JP2015116448A - Drip nozzle - Google Patents

Abstract

PROBLEM TO BE SOLVED: To provide a drip nozzle capable of controlling a drip of a drug solution with temperature expansion just as intended and, after the use, preventing the drug solution from being jetted out from the tip of the nozzle.SOLUTION: The drip nozzle connected to a drug solution container 11 storing the drug solution, includes a communication hole 10 communicated to the inside of the drug solution container 11; and a passage 7 for supplying the drug solution from the communication hole 10 to an opening part 8 at the tip end. The cross section of the communication hole 10 is 0.04 mmto 0.11 mm, a ratio of a volume to a surface area of the passage 7 is 7.0-10.5, the depth of the opening part 8 is 0.7 mm to 1.2 mm, and the area of the opening part 8 is 2 mmto 5 mm.

Description

  The present invention relates to a dropping nozzle for dropping a certain amount of a chemical solution in dentistry or ophthalmology.

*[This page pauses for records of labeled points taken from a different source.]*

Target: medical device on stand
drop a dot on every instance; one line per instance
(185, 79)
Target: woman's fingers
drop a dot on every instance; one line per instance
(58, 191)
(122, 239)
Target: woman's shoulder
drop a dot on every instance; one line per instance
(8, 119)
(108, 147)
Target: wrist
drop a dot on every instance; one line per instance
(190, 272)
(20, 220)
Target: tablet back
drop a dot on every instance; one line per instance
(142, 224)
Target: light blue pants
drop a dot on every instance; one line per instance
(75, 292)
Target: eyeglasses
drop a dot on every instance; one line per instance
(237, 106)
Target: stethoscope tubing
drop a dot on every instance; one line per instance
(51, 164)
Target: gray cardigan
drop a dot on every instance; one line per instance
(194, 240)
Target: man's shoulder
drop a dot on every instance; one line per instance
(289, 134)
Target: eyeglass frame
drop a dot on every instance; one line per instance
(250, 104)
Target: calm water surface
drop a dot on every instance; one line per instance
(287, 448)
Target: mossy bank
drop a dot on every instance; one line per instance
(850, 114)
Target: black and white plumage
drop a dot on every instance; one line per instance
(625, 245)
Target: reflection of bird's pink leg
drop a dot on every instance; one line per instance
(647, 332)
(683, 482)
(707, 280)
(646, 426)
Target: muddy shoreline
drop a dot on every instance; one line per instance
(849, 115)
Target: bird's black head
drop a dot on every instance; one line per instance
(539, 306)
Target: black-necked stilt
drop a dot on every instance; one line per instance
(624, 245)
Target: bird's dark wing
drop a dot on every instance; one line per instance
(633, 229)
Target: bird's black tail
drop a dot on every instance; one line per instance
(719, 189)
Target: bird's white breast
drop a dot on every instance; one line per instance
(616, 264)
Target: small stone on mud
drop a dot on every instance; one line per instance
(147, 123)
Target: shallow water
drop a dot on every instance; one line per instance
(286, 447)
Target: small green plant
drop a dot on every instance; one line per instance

  In general, a small drop nozzle connected to a container for storing a chemical solution and dropping a fixed amount of the chemical solution onto an affected part is used for dentistry or ophthalmology. For example, there is a dripping nozzle that is fitted in the neck of a main body that stores a chemical (for example, see Patent Document 1). This dripping nozzle is provided with a communication hole in a partition wall that closes the bottom of the liquid reservoir chamber at the tip, and a chemical solution supplied from the main body is supplied from the communication hole to the liquid reservoir chamber and dropped from the tip surface.

JP 2009-261453 A

This type of dripping nozzle is not affected by environmental conditions such as air temperature and atmospheric pressure, and it is always necessary to dripping an appropriate amount of chemical solution. Since the conventional dripping nozzle does not take such consideration, it has been difficult to control dripping as intended for a drug solution having a temperature expansion such as dental or ophthalmic use.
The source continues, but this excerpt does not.